Struct KaioDevice

Source

pub struct KaioDevice { /* private fields */ }

Expand description

A KAIO GPU device — wraps a CUDA context and its default stream.

Created via KaioDevice::new with a device ordinal (0 for the first GPU). All allocation and transfer operations go through the default stream.

§Example

let device = KaioDevice::new(0)?;
let buf = device.alloc_from(&[1.0f32, 2.0, 3.0])?;
let host = buf.to_host(&device)?;

Implementations§

Source §

impl KaioDevice

Source

pub fn new(ordinal: usize) -> Result<Self>

Create a new device targeting the GPU at the given ordinal.

Ordinal 0 is the first GPU. Returns an error if no GPU exists at that ordinal or if the CUDA driver fails to initialize.

Source

pub fn info(&self) -> Result<DeviceInfo>

Query basic information about this device.

Source

pub fn ordinal(&self) -> usize

CUDA device ordinal (0-indexed) this device wraps.

Used by bridge crates (e.g. kaio-candle) to cross-check that a host-framework device and a KaioDevice refer to the same GPU.

Source

pub fn alloc_from<T: DeviceRepr>(&self, data: &[T]) -> Result<GpuBuffer<T>>

Allocate device memory and copy data from a host slice.

Source

pub fn alloc_zeros<T: DeviceRepr + ValidAsZeroBits>( &self, len: usize, ) -> Result<GpuBuffer<T>>

Allocate zero-initialized device memory.

Source

pub fn stream(&self) -> &Arc<CudaStream>

Access the underlying CUDA stream for kernel launch operations.

Used with cudarc’s launch_builder to launch kernels. In Phase 2, the proc macro will generate typed wrappers that hide this.

Source

pub fn load_ptx(&self, ptx_text: &str) -> Result<KaioModule>

👎Deprecated since 0.2.1:

use load_module(&PtxModule) — runs PtxModule::validate() for readable SM-mismatch errors

Load a PTX module from source text and return a crate::module::KaioModule.

The PTX text is passed to the CUDA driver’s cuModuleLoadData — no NVRTC compilation occurs. The driver JIT-compiles the PTX for the current GPU.

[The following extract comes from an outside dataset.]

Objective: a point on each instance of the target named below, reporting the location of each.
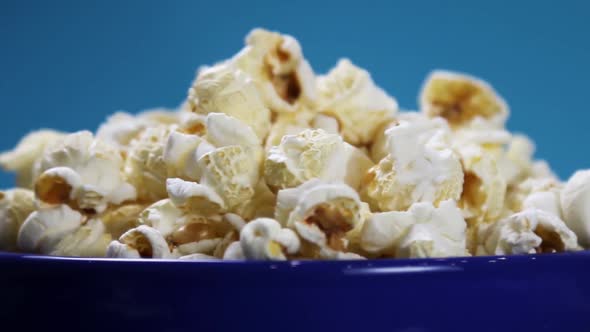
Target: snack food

§Deprecated — prefer `load_module`

The module path runs PtxModule::validate before the driver sees the PTX, catching SM mismatches (e.g. mma.sync on sub-Ampere targets) with readable KaioError::Validation errors instead of cryptic ptxas failures deep in the driver.

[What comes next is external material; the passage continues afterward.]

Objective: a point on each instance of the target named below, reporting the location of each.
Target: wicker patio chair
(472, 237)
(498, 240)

This function remains public for raw-PTX use cases (external PTX files, hand-written PTX for research, bypassing validation intentionally). It is not scheduled for removal in the 0.2.x line.

§Migration

Before:

let ptx_text: String = build_my_ptx();
let module = device.load_ptx(&ptx_text)?;

After:

use kaio_core::ir::PtxModule;
let ptx_module: PtxModule = build_my_module("sm_80");
let module = device.load_module(&ptx_module)?;

Source

pub fn load_module(&self, module: &PtxModule) -> Result<KaioModule>

Validate, emit, and load a kaio_core::ir::PtxModule on the device.

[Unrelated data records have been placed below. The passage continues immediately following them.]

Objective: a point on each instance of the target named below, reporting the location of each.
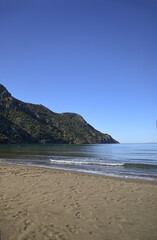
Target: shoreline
(84, 172)
(42, 203)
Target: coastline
(41, 203)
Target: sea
(126, 161)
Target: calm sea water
(131, 161)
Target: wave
(84, 163)
(126, 165)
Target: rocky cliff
(30, 123)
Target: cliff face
(30, 123)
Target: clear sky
(97, 58)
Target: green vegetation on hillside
(29, 123)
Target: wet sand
(38, 203)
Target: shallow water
(131, 161)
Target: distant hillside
(30, 123)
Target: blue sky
(97, 58)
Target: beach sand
(38, 203)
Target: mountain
(32, 123)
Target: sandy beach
(38, 203)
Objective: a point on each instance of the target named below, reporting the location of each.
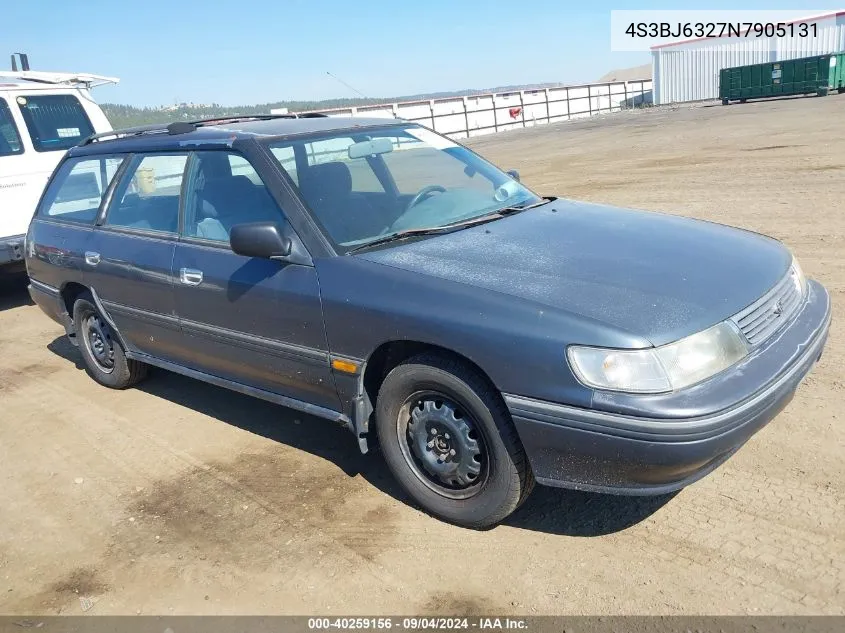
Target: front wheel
(105, 360)
(448, 439)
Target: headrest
(326, 181)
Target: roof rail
(255, 117)
(86, 79)
(184, 127)
(155, 128)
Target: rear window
(77, 190)
(55, 122)
(10, 140)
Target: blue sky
(258, 50)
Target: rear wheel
(105, 360)
(449, 441)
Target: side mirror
(260, 239)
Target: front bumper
(625, 453)
(11, 249)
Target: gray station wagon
(375, 273)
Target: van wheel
(105, 360)
(449, 440)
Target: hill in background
(122, 116)
(627, 74)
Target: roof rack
(184, 127)
(86, 79)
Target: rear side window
(224, 190)
(55, 122)
(147, 198)
(77, 190)
(10, 140)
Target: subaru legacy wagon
(377, 274)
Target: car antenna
(336, 78)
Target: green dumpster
(808, 75)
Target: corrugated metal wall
(690, 71)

This is the preferred entrypoint when the caller has an in-memory PtxModule (as opposed to raw PTX text). Before the PTX text is handed to the driver, kaio_core::ir::PtxModule::validate checks that the module’s target SM supports every feature used by its kernels — raising KaioError::Validation if e.g. a mma.sync op is present but the target is sm_70.

Surfacing the error at this layer gives the user a readable message (“mma.sync.m16n8k16 requires sm_80+, target is sm_70”) instead of a cryptic ptxas error from deep in the driver.